Seeing each other

Argh. I’ve really struggled with motivation these last two days! I think I’m getting so nervous about the interview process that I’m having trouble focusing. We’ve had no word yet on when the interviews will take place, and it’s a full two weeks now since the commentary period was over, so I guess I thought I would have heard by now. I think I have a lot of pent up energy that ideally would be going to preparing for the interview and trial lecture, but since I don’t have any information I can’t really do anything. Did you know that the word “interview” means more or less “seeing each other”? I guess right now–in my state of limbo–I’m desperate to be seen.

This morning I came across a blog post on transparency in the hiring processes of Scandinavian universities. It’s an interesting read–the focus is on Ph.D. positions, with a follow up on post-Ph.D. hiring here. I’m pleased to see a discussion of the cultural and institutional differences for once. Jill/txt (the site I found the discussion via) had an interesting response that maps out current discussions in Norwegian academia that are calling for even more transparency.

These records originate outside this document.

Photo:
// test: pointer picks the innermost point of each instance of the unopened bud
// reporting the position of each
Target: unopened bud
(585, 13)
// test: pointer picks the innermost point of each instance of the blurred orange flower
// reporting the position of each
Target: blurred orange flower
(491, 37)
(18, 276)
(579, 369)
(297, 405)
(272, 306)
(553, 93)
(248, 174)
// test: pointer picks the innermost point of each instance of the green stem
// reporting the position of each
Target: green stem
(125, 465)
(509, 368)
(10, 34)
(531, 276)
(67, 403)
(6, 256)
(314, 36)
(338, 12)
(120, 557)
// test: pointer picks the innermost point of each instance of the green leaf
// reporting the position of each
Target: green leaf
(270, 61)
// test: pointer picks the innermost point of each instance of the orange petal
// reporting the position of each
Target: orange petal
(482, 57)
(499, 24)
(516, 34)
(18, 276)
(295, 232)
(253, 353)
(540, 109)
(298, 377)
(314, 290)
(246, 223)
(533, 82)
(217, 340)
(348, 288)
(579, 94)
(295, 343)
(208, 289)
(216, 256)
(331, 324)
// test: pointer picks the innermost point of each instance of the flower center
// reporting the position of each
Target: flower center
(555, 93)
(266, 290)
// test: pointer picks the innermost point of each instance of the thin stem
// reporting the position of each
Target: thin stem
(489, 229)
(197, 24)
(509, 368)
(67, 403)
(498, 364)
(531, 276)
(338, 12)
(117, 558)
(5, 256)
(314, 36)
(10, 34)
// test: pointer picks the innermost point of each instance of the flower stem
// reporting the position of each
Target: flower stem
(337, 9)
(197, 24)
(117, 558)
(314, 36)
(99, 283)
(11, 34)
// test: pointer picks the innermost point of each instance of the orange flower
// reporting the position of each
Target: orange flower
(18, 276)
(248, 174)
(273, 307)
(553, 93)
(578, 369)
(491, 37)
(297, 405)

It’s a tough call; in my experience as both an applicant and as someone serving on interviewing committees, my sense is that the system is about as fair as it can be. There will never be a truly objective, mathematically precise way to identify the most appropriate candidate; in the end the people on the hiring committee will have to work closely with whomever they hire for many years, even decades, which the people on the external review committee will not. Personalities do matter, and I think the Norwegian system does a good job of ensuring that only people who truly are qualified (and not just well connected) get the chance to prove themselves in the interview round. At the same time, I have seen at least one instance where there was a hidden agenda in the external review committee that the interviewing committee was able to rectify in their ranking of the candidates. And as the authors of the blog post point out, as an applicant, getting the full written evaluation of the candidates provides invaluable information and really helps in preparing future applications.

All these thoughts of interviews are making it hard to plod along with the Næss/Dahl article. Yesterday it seemed totally hopeless. This morning though I finally got a little work done on the article; nothing major, but I cleaned up a few rough spots. I think reading and commenting on a colleague’s article draft first thing this morning helped jump start my brain a little.

Oh, and I have to add a link to this blog post about academic assholes. In my experience, the following has proven to be true:

This theory might explain why senior academics are sometimes nicer and more generous to their colleagues than than those lower in the pecking order. If asshole behaviour is a route to power, those who already have positions of power in the hierarchy and are widely acknowledged to be clever, have less reason to use it.

All the worst behavior I have seen in academia has come from people who appear to believe that others do not sufficiently respect and admire them as scholars. In some cases this reaches absurd heights.